Which NHL teams should be worrying the most about goaltending?
There’s always a good collection of struggling goalies to start an NHL season. Check that: there’s always a good collection of struggling goalies during any part of the NHL season. It’s just more noticeable in October because October’s stats are the only ones on the book.
That’s not to say every goalie that’s playing poorly now will bounce back, but we should probably give the benefit of doubt to the following two players:
Roberto Luongo (3.17 GAA, .877 SV%) – Typically struggles early in the season. His save percentage last October was .906, the year before it was .902, and the year before that it was 902. I’m not sure why Luongo’s been so mediocre in October, but his only good October with the Canucks was 2006-07, his first with the club. So no worries now. Not for the regular season at least.
Carey Price (3.13 GAA, .878 SV%) – Let’s see how he does once the Canadiens have a healthy defense. So far this season, Jacques Martin has been forced to skate the wheels off PK Subban (who’s been awful), with the likes of Yannick Weber and NHL newbies Alexei Emelin and Raphael Diaz seeing significant minutes as well.
While we won’t write off Luongo and Price quite yet, the following two guys are a slight worry:
Jaroslav Halak (3.47 GAA, .835 SV%) – No offense to back-up Brian Elliott, who’s played extremely well in relief, but the Blues need Halak to figure things out if they want to get back to the playoffs. Unlike Montreal, St. Louis hasn’t had a ton of injuries on the back end to use an excuse. Carlo Colaiacovo has missed time and Nikita Nikitin has been forced to play more than he should, but that’s not enough to let Halak off the hook. There’s also the fact Halak hasn’t just been bad, he’s been downright dreadful.
Ilya Bryzgalov (2.85 GAA, .895 SV%) – We all know how much the Flyers have invested in Bryzgalov.

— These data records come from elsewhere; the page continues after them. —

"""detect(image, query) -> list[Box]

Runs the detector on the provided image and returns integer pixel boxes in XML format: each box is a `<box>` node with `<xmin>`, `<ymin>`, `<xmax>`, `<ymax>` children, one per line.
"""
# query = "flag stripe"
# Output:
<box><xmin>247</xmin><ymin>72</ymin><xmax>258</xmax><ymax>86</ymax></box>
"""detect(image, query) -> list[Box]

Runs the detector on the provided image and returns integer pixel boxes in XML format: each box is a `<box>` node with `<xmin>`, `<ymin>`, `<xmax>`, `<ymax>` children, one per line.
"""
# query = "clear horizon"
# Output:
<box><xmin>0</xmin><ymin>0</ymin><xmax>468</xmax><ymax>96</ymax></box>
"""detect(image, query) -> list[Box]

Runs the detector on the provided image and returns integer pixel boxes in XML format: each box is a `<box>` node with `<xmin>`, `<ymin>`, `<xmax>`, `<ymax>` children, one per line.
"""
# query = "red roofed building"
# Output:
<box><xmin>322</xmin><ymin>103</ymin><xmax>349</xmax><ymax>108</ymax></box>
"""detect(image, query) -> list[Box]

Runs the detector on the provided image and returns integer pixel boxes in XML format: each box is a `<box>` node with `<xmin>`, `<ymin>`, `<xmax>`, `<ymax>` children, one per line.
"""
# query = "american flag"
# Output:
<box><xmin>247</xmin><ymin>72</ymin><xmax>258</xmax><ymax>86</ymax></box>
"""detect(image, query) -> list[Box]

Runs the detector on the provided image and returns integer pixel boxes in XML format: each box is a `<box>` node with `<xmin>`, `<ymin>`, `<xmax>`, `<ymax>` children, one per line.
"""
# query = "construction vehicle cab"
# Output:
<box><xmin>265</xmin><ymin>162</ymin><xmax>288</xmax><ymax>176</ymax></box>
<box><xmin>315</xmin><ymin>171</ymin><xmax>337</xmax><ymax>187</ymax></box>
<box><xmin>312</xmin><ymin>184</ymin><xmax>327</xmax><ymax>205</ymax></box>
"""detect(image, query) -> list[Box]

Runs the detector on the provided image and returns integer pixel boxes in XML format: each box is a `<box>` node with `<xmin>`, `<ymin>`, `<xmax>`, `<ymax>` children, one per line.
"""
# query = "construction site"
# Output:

He started out well with his new team, but hasn’t been good his last two games. Philadelphia can score enough goals to mitigate a spell of poor goaltending, but Bryzgalov isn’t playing behind Dave Tippett’s system anymore, and there are more than enough people who will be happy to point that out.
Finally, these two goalies are an enormous concern:
Steve Mason (3.53 GAA, .878 SV%) – Scott Howson’s failure to properly address the goaltending situation in Columbus might ultimately be his downfall. The general manager that went on an offseason spending spree knew Mason hadn’t played well since his rookie season, yet he still rolled the dice. If the Jackets don’t find a legitimate starting goalie soon, they’ll be done by Christmas, and so might Howson.
Dwayne Roloson (5.11 GAA, .858 SV%) – He’s 42. That’s old. It’s really as simple as that. Mathieu Garon has been outstanding in relief of Roloson, but if the Lightning want to make another deep run in the playoffs, GM Steve Yzerman may want to make a move.